Posté par nofim le 20 avril 2021

 

Le « Juste » et le « Témoin » dans la Bible. Quid de Sodome?

par Jacques Halbronn

 

Première Epitre de Jean

 

Mes petits enfants, je vous écris ces choses, afin que vous ne péchiez point. Et si quelqu’un a péché, nous avons un avocat auprès du Père, Jésus-Christ le juste. Il est lui-même une victime expiatoire pour nos péchés, non seulement pour les nôtres, mais aussi pour ceux du monde entier «

King James Bible

»My little children, these things write I unto you, that ye sin not. And if any man sin, we have an advocate with the Father, Jesus Christ the righteous »

 

Il n’est pas indifférent que le terme de « Juste » soit apposé à la personne de ce Jésus Christ car si l’on rend « Juste » par l’hébreu

« Tsadiq », cela noue renvoie notamment à l’épisode au cours duquel Abraham « négocie » avec « Dieu », le sort de Sodome.

 

 

 

כח אוּלַי יַחְסְרוּן חֲמִשִּׁים הַצַּדִּיקִם, חֲמִשָּׁה–הֲתַשְׁחִית בַּחֲמִשָּׁה, אֶת-כָּל-הָעִיר; וַיֹּאמֶר, לֹא אַשְׁחִית, אִם-אֶמְצָא שָׁם, אַרְבָּעִים וַחֲמִשָּׁה.

28 Peut-être à ces cinquante justes, en manquera-t-il cinq: détruirais-tu, pour cinq, une ville entière? » Il répondit: « Je ne sévirai point, si j’en trouve quarante-cinq »

 

 

לב וַיֹּאמֶר אַל-נָא יִחַר לַאדֹנָי, וַאֲדַבְּרָה אַךְ-הַפַּעַם–אוּלַי יִמָּצְאוּן שָׁם, עֲשָׂרָה; וַיֹּאמֶר לֹא אַשְׁחִית, בַּעֲבוּר הָעֲשָׂרָה.

32 « De grâce, que mon Souverain ne s’irrite pas, je ne parlerai plus que cette fois. Peut-être s’en trouvera-t-il dix? » Il répondit: « Je renoncerai à détruire, en faveur de ces dix. »

לג וַיֵּלֶךְ יְהוָה–כַּאֲשֶׁר כִּלָּה, לְדַבֵּר אֶל-אַבְרָהָם; וְאַבְרָהָם, שָׁב לִמְקֹמוֹ.

33 Le Seigneur disparut, lorsqu’il eut achevé de parler à Abraham; et Abraham retourna à sa demeure.

 

 

La figure du Tsadiq apparaît ici comme plurielle, en quelque sorte quantitative, comme exigeant une certaine

proportion de ce type d’hommes au sein d’une société viable. On a ainsi du mal à comprendre ce que ce qualificatif peut signifier apposé au nom de Jésus Christ. Il nous plait, au demeurant, de voir Jésus identifié à un Tsadiq dont il est notamment question dans le hassidisme. Dans une précédente étude, nous avons associé le Tsadiq avec Tsedeq, le nom hébraique de la planète Jupiter dans le Livre de la Création (Sefer Yetsira)
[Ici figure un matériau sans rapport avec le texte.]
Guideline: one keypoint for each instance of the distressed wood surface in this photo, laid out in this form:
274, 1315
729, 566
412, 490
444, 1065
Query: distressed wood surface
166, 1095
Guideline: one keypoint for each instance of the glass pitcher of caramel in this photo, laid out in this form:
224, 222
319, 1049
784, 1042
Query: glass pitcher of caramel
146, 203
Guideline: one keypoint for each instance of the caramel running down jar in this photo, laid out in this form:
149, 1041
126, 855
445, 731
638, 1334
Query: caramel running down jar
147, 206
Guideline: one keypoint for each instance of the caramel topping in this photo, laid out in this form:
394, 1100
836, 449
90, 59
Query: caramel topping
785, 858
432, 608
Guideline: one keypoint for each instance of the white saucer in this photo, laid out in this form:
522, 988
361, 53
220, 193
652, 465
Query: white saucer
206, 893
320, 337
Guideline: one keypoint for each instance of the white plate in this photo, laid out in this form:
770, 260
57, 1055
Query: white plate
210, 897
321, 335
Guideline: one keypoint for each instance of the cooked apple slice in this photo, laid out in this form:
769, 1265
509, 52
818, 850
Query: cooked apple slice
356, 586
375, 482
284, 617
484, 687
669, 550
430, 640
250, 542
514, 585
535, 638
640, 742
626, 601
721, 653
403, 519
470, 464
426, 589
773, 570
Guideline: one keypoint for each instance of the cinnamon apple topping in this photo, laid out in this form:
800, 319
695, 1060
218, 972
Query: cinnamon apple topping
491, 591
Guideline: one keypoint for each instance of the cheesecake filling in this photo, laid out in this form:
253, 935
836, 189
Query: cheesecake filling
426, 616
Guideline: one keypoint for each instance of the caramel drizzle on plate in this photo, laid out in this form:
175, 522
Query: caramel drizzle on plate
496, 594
Pour nous, le Tsadiq est l »interface entre les dieux et les hommes mais en aucune façon, il ne saurait etre un cas unique mais une constante nécessaire, comme on l’ a vu à propos du jugement porté sur Sodome. (Genése XVIII)

On observe également que le Tsadiq, chez les Hassidim, est certes un personnage important mais en aucune façon unique en son genre.

Que peut donc signifier l’expression sous la plume de Jean :

 

« Nous avons un avocat auprès du Père, Jésus-Christ le juste. » ?

 

Une autre expression nous interpelle, celle de « témoin » , repris par les « Témoins de Jéhovah »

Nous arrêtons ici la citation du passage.